As convenções partidárias começaram a transformar pré-candidatos em candidatos e, com elas, os discursos também mudaram de tom.
Já não é mais hora de apenas testar nomes, medir temperatura ou mandar recados pelos bastidores. Agora é campanha.
As duas convenções realizadas na semana passada deram um retrato muito claro de como o Omar Aziz e o David Almeida pretendem disputar essa eleição.
O David foi para o ataque, o Omar Aziz foi para a demonstração de força.
Um falou mais sobre o que pretende fazer, enquanto o outro fez questão de mostrar quem está ao seu lado.
É justamente aí que começa a ficar interessante a disputa pelo Governo do Amazonas.
DAVID SOBE AO PALANQUE COM UMA TESOURA NA MÃO
A convenção do Avante, realizada na quinta-feira, 23 de julho, na Alameda Alphaville, teve uma mensagem política muito clara: o David quer se apresentar como o candidato da mudança na administração estadual.
Ao lado da médica Shádia Fraxe, escolhida para ser sua vice, o David não economizou nas críticas ao governador Roberto Cidade, o “Cocô de Ouro”, e ao ex-governador Wilson Lima.
Mas o discurso não ficou apenas no ataque. O David colocou propostas na mesa.
Prometeu dobrar o Auxílio Estadual, de R$ 150 para R$ 300, e apresentou a saúde como uma das principais bandeiras de sua candidatura.
Também falou em zerar a fila do SISREG e anunciou o chamado Corujão da Saúde, com a utilização complementar da rede privada para ampliar a oferta de consultas, exames e procedimentos.
Politicamente, o movimento é inteligente do ponto de vista de campanha: o David tenta construir um discurso em duas frentes: de um lado, diz que a atual gestão estadual precisa ser substituída; do outro, apresenta propostas concretas para ocupar o espaço deixado pela crítica.
É a velha fórmula eleitoral: atacar o adversário e, ao mesmo tempo, dizer ao eleitor o que pretende fazer quando chegar lá.

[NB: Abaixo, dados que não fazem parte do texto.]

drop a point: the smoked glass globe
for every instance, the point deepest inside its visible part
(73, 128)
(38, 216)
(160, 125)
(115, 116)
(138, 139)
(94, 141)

A TESOURA DE DAVID TEM ALVO CERTO
Mas talvez o trecho mais político do discurso do David tenha sido aquele em que ele associou o aumento do Auxílio Estadual à revisão de contratos do Governo.
O David afirmou que pretende acabar com contratos que, segundo ele, envolvem o próprio governador e falou em cifras de centenas de milhões de reais, o que não é nenhuma novidade pra ninguém, já que o assunto é de domínio público.
Eis uma das principais linhas narrativas que o David deverá explorar durante a campanha:
A ideia é simples de entender: o dinheiro que, na visão dele, estaria sendo gasto de maneira inadequada poderia ser direcionado para a população.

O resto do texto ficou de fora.